Par Barbara Chazelle, France Télévisions, Directions Stratégie et Prospective
Spotify et Netflix ont ouvert la voie aux offres de biens culturels numériques par abonnement ; les plateformes dédiées aux livres se multiplient elles aussi depuis quelques mois. Parmi les plus connues, Oyster, Entitle, Scribd aux Etats-Unis, YouBoox , Izneo et Storyplay’r en France, Skoobe en Allemagne, 24Symbols et Nubico en Espagne, suscitent autant de grands espoirs que du scepticisme dans le monde de l’édition.

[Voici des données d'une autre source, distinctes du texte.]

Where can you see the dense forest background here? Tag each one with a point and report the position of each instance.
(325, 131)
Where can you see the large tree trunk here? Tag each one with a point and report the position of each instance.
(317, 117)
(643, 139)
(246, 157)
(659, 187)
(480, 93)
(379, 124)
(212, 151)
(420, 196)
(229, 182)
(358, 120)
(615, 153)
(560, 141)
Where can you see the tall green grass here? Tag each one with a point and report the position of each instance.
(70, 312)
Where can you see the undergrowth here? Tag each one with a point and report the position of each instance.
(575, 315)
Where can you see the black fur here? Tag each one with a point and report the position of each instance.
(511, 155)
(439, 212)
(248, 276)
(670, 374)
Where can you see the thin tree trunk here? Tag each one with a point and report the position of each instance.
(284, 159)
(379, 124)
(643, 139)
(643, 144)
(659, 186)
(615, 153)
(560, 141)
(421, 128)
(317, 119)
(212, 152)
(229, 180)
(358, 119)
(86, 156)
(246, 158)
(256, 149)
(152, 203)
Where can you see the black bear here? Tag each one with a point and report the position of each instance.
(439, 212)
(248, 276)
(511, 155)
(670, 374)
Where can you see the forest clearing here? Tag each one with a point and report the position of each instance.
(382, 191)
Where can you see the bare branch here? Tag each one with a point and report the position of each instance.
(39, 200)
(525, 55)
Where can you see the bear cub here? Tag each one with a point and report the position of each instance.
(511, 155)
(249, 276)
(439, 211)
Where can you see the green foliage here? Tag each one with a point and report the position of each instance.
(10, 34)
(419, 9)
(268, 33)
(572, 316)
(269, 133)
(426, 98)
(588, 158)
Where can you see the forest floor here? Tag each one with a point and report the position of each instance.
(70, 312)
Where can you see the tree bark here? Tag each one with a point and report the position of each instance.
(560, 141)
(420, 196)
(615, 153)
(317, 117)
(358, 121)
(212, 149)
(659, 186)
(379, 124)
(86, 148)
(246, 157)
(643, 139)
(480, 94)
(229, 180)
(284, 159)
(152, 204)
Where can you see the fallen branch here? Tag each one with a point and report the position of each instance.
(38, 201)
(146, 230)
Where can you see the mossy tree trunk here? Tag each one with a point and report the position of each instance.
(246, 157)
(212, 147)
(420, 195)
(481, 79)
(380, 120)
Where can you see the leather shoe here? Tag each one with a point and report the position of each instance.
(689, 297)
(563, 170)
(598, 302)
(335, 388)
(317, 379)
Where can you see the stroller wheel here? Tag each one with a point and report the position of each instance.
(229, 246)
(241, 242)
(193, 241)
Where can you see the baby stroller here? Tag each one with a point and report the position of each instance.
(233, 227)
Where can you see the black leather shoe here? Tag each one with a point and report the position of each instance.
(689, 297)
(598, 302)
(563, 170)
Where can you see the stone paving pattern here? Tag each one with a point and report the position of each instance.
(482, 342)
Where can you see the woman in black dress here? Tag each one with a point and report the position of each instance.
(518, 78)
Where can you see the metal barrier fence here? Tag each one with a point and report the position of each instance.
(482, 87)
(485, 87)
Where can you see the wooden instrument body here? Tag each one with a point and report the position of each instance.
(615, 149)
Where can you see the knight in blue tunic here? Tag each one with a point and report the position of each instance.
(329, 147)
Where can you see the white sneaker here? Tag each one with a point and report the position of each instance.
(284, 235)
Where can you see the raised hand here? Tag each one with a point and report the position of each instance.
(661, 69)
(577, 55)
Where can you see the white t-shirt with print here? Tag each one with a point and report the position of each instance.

Ce marché, encore a ses balbutiements, a-t-il une chance de percer ?
Le taux d’équipement en terminaux mobiles désormais suffisant
Selon le CSA, une personne sur deux possédait un smartphone et 1 foyer sur 5 une tablette au 1er semestre 2013. Et, si l’on en croit les prédictions 2014 de Deloitte, nous entrons dans « la décennie du contenu, des services et des logiciels ». Le taux d’équipement des cinq terminaux principaux ayant atteint un niveau presque optimal, l’investissement des foyers va désormais se porter sur des biens et services qui vont enrichir l’expérience possible sur ces terminaux.
Ces équipements et l’abondance de contenus gratuits que l’on trouve sur internet ont créé un nouvel usage de la lecture. Selon Hélène Mérillon, co-fondatrice de Youboox, « les gens et les jeunes lisent plus ; ils ne paient plus des livres mais pour un service. »
Marché encore homogène: les opportunités pour se démarquer sont nombreuses.
Et c’est précisément sur le concept de service que les acteurs du marché du livre par abonnement misent tous. Les offres sont actuellement relativement proches et proposent dans la majeur partie des cas un abonnement à moins de 10 euros pour accéder à un catalogue de livres que l’on peut lire tant que l’on est abonné.
YouBoox propose une version gratuite, accessible que si l’on est connecté, financée par la publicité. Même chose pour 24Symbols qui a en plus opté pour une version premium avec plusieurs prix en fonction du nombre de mois auquel on choisit de s’abonner. La start-up espagnole se démarque par ailleurs par son accord avec Zed, une plateforme de services mobiles, qui va lui permettre de proposer son offre d’abonnement via quelques 200 partenaires télécom dans le monde.
Pour se différencier, certaines plateformes de livres par abonnement investissent dans un moteur de recommandation dont l’élaboration est le plus souvent externalisée.
L’expérience sociale est elle aussi importante. Le but pour Justo Hidalgo, c’est que « le lecteur devienne un curateur, un eLibraire ». Glose, plateforme d'annotations partagées, aujourd'hui en bêta test privée, se présente comme un réseau social de lecteurs qui pourront échanger idées, connaissances et citations des livres qui les inspirent.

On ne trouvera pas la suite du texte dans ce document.